Mike said:
Mayan Calendar didn't account for Leap Years.. we should of all been dead 7 months ago.
bitch please
The Mayans actually had three calendars: one that was essentially a solar calendar, another that was a religious calendar, and a third calendar that was used for keeping historical records. This third calendar is the only one that's relevant to your question, because this is the one that some people are using to predict the end of the universe.
This long-count calendar isn't a calendar as much as a counting system. You know how we use a base-10 counting system? (10, 100, 1000, 10,000 etc.) The Mayans used a modifed base-20 counting system for keeping track of days - the second cycle went up to 18 rather than 20. So they tracked days in cycles of 20, 360, 7200, 144000, 2880000, etc.

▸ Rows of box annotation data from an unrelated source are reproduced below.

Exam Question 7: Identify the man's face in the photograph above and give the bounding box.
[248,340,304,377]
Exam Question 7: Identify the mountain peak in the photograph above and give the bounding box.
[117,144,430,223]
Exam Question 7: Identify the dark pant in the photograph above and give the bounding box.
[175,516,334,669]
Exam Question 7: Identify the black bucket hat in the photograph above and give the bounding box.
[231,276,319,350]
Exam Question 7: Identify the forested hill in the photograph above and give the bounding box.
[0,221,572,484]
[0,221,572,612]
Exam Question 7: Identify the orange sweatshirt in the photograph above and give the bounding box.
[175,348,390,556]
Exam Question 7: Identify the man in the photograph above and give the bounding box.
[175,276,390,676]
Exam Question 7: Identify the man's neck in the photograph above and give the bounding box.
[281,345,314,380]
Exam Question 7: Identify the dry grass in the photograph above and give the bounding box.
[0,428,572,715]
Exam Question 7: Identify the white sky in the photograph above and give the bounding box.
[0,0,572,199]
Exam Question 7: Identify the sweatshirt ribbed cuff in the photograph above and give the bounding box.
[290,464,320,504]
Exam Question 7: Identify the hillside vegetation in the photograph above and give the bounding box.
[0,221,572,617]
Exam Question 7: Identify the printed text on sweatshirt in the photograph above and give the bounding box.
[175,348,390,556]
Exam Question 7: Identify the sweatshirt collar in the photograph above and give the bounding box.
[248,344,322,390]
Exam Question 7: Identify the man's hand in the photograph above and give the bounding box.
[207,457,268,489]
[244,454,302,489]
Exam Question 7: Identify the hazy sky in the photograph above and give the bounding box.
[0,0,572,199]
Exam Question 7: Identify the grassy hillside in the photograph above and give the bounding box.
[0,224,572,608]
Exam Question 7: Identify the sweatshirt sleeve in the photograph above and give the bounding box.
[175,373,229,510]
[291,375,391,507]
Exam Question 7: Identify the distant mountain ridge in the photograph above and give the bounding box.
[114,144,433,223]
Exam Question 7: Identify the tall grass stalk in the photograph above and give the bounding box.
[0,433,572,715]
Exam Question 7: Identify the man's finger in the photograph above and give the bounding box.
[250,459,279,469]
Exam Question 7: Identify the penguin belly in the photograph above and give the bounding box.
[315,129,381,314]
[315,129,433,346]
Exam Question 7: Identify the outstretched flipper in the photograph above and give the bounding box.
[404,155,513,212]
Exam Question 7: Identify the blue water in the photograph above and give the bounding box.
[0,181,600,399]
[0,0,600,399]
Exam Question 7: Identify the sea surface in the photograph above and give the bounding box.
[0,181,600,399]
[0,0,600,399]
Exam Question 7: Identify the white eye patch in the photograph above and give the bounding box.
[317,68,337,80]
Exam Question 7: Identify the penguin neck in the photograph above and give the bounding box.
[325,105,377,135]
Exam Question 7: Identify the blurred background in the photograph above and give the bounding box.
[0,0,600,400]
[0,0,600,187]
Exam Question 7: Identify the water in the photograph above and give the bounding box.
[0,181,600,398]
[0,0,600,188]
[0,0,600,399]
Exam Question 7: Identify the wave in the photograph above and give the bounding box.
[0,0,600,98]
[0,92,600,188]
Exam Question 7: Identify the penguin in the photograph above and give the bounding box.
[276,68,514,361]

We're coming to the end of one of the 144,000 day cycles. The concept of leap-years is irrelevant to this calendar system, because it's not based on solar years, simply on pure math. I've got no opinion of whether the calculated date of Dec 12, 2012 as the end of the cycle is accurate. But if it is inaccurate, it's for reasons that have nothing to do with leap years.
HOWEVER, the scientists who translated/interpreted the calendar did. So the "date" of when the calendar ends is us taking into account leap years.
We correlate any date between the two calendar systems by matching a known dated event in the Mayan system to the Julian date, then adjust to the Gregorian. The Mayans did not need Leap Years, and they are automatically adjusted in the Western calendar, so they have absolutely no bearing on this problem.